Is the current attention to cybersecurity justified?
By Steve Mustard
Although I agree with some of the points that Dean Ford made in the Final Say column “Beware of the hype” in the May/June 2019 issue, I must disagree with the key message: “The cyberthreat is merely one of many threat factors to overall risk management, and it gets far too much attention.”
I agree that cybersecurity, like many new things, is something that gets pushed by sales teams eager for opportunities to sell their products and services. But is all that attention to cybersecurity justified? In the article, Ford states that if cybersecurity truly was a top-five biggest perceived threat to operations, “every utility would be budgeting lots of money to address it. That is not happening, and the more advanced utilities and companies are not wasting resources on it for very good reasons.”

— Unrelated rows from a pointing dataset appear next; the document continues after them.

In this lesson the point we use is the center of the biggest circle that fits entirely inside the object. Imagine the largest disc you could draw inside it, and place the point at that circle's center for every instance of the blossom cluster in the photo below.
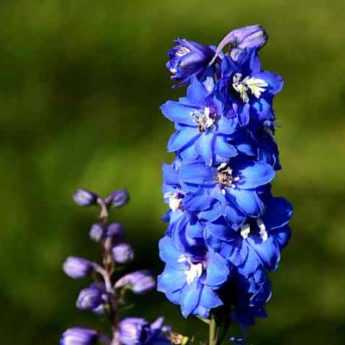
(106, 295)
(225, 229)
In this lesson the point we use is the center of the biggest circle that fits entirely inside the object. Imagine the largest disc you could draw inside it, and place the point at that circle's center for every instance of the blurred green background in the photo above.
(80, 87)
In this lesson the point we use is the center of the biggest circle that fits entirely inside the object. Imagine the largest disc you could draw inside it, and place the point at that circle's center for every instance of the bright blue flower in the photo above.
(203, 127)
(250, 295)
(234, 184)
(258, 242)
(250, 90)
(187, 59)
(191, 278)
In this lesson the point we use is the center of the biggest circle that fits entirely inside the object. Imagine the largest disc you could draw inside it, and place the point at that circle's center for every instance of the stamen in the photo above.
(174, 200)
(193, 270)
(245, 231)
(225, 176)
(182, 51)
(205, 119)
(254, 85)
(262, 230)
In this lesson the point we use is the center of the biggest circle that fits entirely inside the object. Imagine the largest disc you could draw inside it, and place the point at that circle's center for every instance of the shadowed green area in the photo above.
(80, 87)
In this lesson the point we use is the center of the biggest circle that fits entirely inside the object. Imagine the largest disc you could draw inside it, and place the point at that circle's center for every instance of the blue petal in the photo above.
(189, 154)
(275, 82)
(226, 126)
(171, 280)
(247, 201)
(255, 175)
(278, 213)
(251, 264)
(170, 175)
(205, 147)
(197, 174)
(223, 148)
(178, 112)
(168, 251)
(197, 202)
(196, 92)
(209, 299)
(174, 296)
(217, 269)
(243, 114)
(234, 216)
(194, 230)
(282, 236)
(219, 230)
(182, 138)
(264, 110)
(268, 252)
(190, 298)
(214, 213)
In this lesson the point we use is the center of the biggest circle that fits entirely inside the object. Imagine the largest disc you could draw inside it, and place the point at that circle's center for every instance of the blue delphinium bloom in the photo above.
(257, 244)
(225, 230)
(191, 278)
(249, 297)
(242, 39)
(250, 90)
(235, 183)
(80, 336)
(187, 59)
(203, 127)
(137, 331)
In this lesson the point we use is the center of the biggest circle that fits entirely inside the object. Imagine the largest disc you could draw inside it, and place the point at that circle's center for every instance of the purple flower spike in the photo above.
(123, 253)
(137, 331)
(91, 298)
(77, 268)
(115, 231)
(97, 232)
(139, 282)
(132, 330)
(84, 197)
(118, 198)
(79, 336)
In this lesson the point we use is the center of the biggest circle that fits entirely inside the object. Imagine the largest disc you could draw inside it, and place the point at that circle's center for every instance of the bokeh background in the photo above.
(80, 87)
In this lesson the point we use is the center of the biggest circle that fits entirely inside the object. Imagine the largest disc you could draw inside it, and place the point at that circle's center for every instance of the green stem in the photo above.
(213, 331)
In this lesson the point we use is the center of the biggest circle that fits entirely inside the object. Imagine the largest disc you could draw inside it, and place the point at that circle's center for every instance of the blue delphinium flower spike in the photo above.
(225, 230)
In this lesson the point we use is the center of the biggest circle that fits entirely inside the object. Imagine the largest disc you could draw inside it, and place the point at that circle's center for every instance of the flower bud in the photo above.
(139, 282)
(122, 253)
(118, 198)
(137, 331)
(248, 37)
(83, 197)
(133, 331)
(97, 232)
(115, 231)
(188, 58)
(76, 267)
(91, 298)
(79, 336)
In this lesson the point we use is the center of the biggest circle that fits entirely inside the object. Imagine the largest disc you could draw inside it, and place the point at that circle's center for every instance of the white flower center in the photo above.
(182, 51)
(255, 85)
(174, 200)
(225, 176)
(193, 270)
(245, 230)
(205, 119)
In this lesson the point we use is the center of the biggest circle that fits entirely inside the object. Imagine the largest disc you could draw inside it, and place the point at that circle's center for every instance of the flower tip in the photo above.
(84, 197)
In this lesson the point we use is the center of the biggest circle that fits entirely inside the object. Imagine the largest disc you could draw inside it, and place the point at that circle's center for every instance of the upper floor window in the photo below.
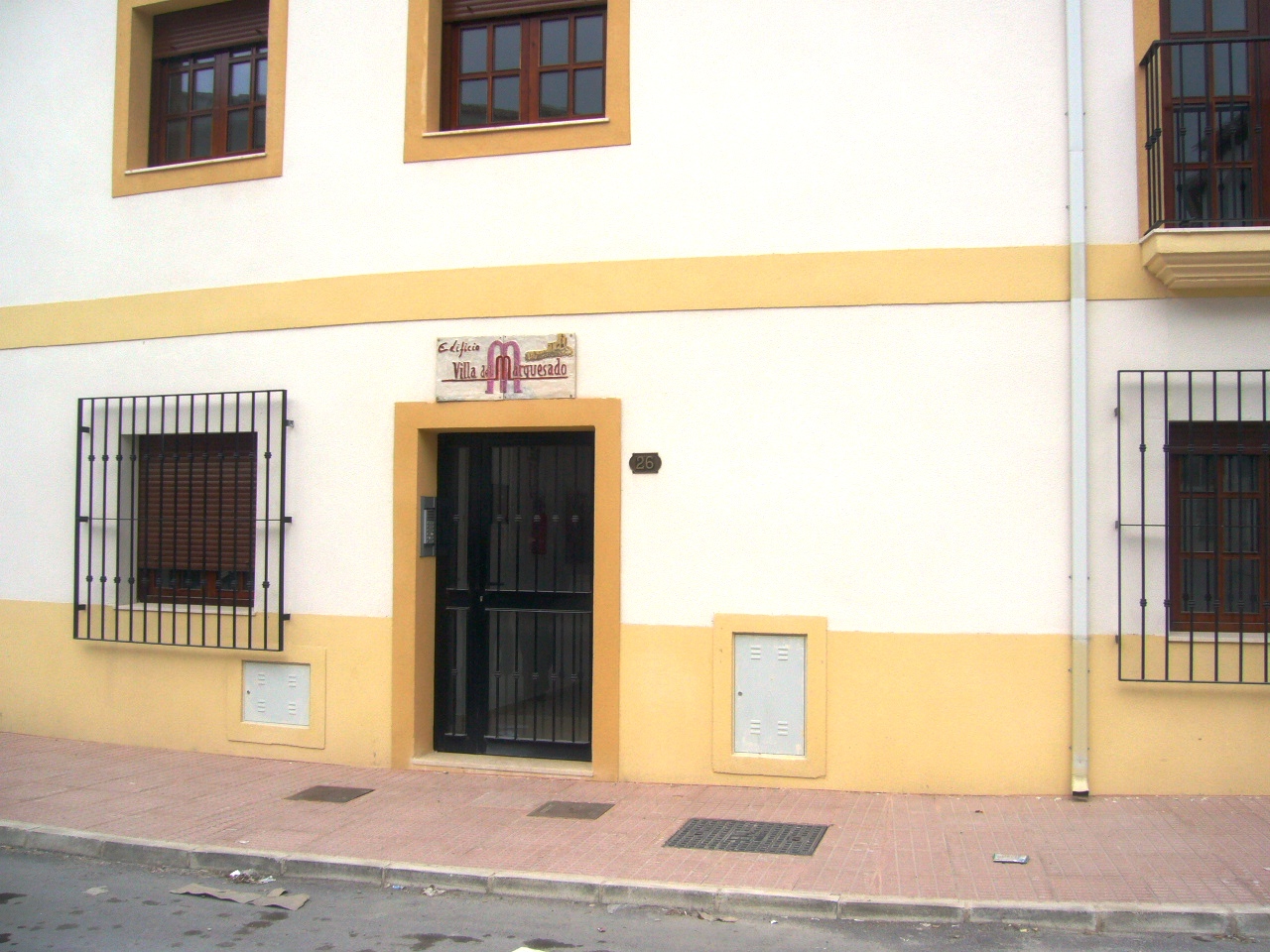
(209, 81)
(1207, 82)
(543, 63)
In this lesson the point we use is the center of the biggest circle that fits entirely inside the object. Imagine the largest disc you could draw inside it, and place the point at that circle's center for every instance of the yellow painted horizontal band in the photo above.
(820, 280)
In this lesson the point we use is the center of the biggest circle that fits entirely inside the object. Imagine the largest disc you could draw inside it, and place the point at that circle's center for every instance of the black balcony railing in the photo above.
(1206, 151)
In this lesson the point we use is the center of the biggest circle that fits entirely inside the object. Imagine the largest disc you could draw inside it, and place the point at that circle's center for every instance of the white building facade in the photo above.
(815, 257)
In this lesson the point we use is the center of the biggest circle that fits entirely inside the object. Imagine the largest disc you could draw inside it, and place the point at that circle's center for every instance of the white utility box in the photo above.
(770, 703)
(276, 693)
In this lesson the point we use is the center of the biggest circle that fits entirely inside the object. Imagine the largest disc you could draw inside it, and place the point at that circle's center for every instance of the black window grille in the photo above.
(180, 520)
(1193, 494)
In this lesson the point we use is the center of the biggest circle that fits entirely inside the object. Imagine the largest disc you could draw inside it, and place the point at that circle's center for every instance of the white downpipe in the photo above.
(1076, 217)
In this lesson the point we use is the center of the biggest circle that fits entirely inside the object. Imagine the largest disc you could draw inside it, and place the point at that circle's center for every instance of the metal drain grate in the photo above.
(748, 837)
(572, 810)
(331, 794)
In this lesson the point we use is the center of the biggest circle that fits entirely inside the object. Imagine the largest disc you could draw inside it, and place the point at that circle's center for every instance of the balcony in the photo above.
(1207, 194)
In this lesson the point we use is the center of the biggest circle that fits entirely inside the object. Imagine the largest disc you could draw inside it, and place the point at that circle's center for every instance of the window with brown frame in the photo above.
(1214, 96)
(209, 81)
(512, 62)
(195, 518)
(1218, 485)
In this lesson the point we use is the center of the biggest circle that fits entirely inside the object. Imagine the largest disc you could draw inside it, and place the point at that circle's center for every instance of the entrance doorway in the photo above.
(515, 593)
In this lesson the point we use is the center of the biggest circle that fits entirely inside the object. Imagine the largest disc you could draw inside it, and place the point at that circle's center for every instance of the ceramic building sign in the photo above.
(507, 368)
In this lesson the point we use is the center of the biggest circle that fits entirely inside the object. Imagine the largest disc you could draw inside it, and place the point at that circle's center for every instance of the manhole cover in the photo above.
(748, 837)
(572, 810)
(331, 794)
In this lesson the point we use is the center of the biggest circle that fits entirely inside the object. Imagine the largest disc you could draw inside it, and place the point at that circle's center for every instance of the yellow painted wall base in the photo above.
(955, 714)
(1178, 739)
(177, 697)
(919, 714)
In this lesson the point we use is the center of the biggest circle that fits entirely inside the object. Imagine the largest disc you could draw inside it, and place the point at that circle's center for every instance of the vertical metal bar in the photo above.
(190, 516)
(105, 509)
(144, 527)
(1169, 574)
(91, 476)
(282, 521)
(1191, 447)
(1142, 518)
(268, 483)
(79, 511)
(234, 532)
(118, 512)
(220, 526)
(208, 584)
(135, 524)
(1216, 542)
(1238, 442)
(264, 569)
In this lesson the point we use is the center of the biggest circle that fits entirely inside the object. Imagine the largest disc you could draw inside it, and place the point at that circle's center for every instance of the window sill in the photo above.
(1225, 638)
(1209, 261)
(488, 130)
(517, 140)
(486, 763)
(194, 164)
(194, 608)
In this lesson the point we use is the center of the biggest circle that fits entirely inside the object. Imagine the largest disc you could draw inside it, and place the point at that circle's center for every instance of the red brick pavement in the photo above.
(1169, 851)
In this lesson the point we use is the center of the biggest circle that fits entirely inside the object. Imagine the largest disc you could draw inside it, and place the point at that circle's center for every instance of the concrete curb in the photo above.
(1245, 921)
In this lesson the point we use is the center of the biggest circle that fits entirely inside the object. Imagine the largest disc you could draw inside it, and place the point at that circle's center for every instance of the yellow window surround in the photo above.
(1211, 261)
(132, 175)
(425, 139)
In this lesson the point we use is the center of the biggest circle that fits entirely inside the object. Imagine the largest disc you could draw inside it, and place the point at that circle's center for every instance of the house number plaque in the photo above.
(645, 462)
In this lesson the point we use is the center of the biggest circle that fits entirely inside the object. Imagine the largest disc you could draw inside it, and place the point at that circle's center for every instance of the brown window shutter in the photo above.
(453, 10)
(197, 502)
(214, 27)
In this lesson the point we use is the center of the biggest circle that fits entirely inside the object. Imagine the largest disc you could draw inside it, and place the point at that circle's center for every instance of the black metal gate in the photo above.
(515, 593)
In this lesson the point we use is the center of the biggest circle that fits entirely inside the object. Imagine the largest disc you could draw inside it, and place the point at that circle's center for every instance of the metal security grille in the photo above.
(180, 517)
(515, 578)
(748, 837)
(1193, 490)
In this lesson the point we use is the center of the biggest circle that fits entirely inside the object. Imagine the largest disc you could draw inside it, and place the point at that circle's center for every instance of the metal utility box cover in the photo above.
(770, 703)
(276, 693)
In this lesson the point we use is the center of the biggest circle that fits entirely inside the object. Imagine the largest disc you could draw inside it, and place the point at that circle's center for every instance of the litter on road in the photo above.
(273, 897)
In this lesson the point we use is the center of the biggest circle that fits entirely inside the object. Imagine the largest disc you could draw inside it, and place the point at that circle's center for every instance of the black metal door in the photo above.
(515, 593)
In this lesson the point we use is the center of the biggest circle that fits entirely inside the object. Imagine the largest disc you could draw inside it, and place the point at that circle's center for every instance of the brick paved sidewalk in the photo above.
(1164, 851)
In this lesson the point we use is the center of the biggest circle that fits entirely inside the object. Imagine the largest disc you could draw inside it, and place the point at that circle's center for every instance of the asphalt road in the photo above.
(46, 904)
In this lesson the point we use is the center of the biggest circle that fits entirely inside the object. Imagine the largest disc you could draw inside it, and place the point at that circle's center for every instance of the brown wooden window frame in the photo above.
(214, 41)
(1215, 163)
(466, 17)
(195, 518)
(1201, 526)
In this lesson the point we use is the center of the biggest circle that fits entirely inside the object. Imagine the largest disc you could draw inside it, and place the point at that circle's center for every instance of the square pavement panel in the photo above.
(572, 810)
(748, 837)
(331, 794)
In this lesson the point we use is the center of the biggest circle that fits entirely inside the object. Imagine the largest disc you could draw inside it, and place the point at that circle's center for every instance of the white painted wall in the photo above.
(894, 468)
(810, 126)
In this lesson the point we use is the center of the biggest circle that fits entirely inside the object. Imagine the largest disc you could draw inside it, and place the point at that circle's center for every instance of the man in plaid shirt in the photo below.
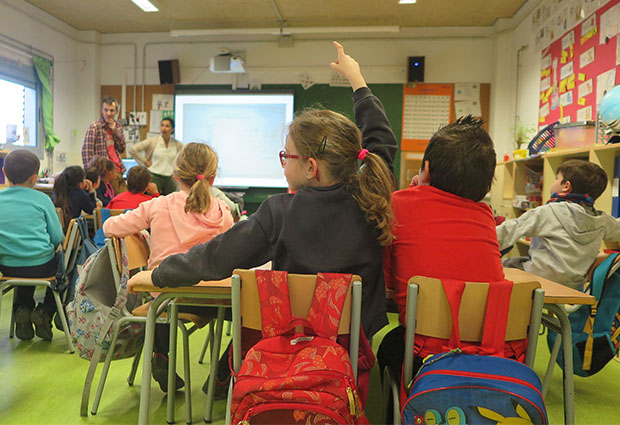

In fact, advanced utilities and companies do invest heavily in cybersecurity. According to consulting and services firm Leidos, cybersecurity spending in 2018 by the oil and gas industry was $1.87 billion. Cybersecurity is a top five risk for oil and gas supermajors, who take this risk so seriously that they fund a consortium called LOGIIC (Linking the Oil and Gas Industry to Improve Cybersecurity) to share best practices and research new solutions. LOGIIC is managed by the Automation Federation on behalf of the Department of Homeland Security. A typical oil and gas supermajor will fend off 50,000 cyberattacks every day, so it is no surprise that they invest so heavily in managing this risk.
It is true that some organizations do not take the cybersecurity threat seriously and do not invest in managing this risk. ISA’s training relating to the ISA/IEC 62443 standard goes to great lengths to dispel the common myths that result in a failure to address the cybersecurity risk. Still, the perception that the risk is overblown persists, not helped by articles like Ford’s.
One of the most common misunderstandings is that an organization needs to be a target to be affected by a cybersecurity incident. The WannaCry and NotPetya incidents of 2017 should dispel this myth once and for all. Both incidents swept up many organizations that were not specific targets. In the case of WannaCry, this included the U.K.’s National Health Service, Nissan, and Renault, all of whom were forced to stop operations until the issue was resolved. In the case of NotPetya a few months later, it was Maersk and Merck & Co., amongst others. Recovery from the incident cost Maersk an estimated $300 million.
All the organizations affected were ill-prepared for a cyberattack. Most were running old Windows machines without critical patches, and none had incident response plans to cover such an attack.
I agree with Ford that “with a sound risk management and disaster recovery plan, you not only address cybersecurity incidents, but you also mitigate fires, theft, weather events, rogue employees, etc.” However, if done properly, I doubt that cybersecurity will not be one of the top risks to be addressed.
According to Cisco, one in three organizations have experienced cyberattacks on operational infrastructure but, according to IBM, only 38 percent of global organizations claim that they are equipped and able to handle a complex cyberattack. Although these figures are bad, many cyberincidents go unnoticed or unreported, so the situation is likely much worse.
It is true that a lot of risk reduction can be achieved with relatively low-cost activities. It is not necessary to invest in expensive tools and services to achieve a good risk posture. ISA’s whitepaper “Industrial Cybersecurity for Small- and Medium-sized Businesses” is a great place for any size organization to start its journey.
As ISA members, we need to do a better job of quantifying the cybersecurity risk to industry so that it is properly managed. There is no need for hype, but, at the same time, we should not underestimate it. For organizations, it is not a matter of if they will be impacted by a cyberattack, but when.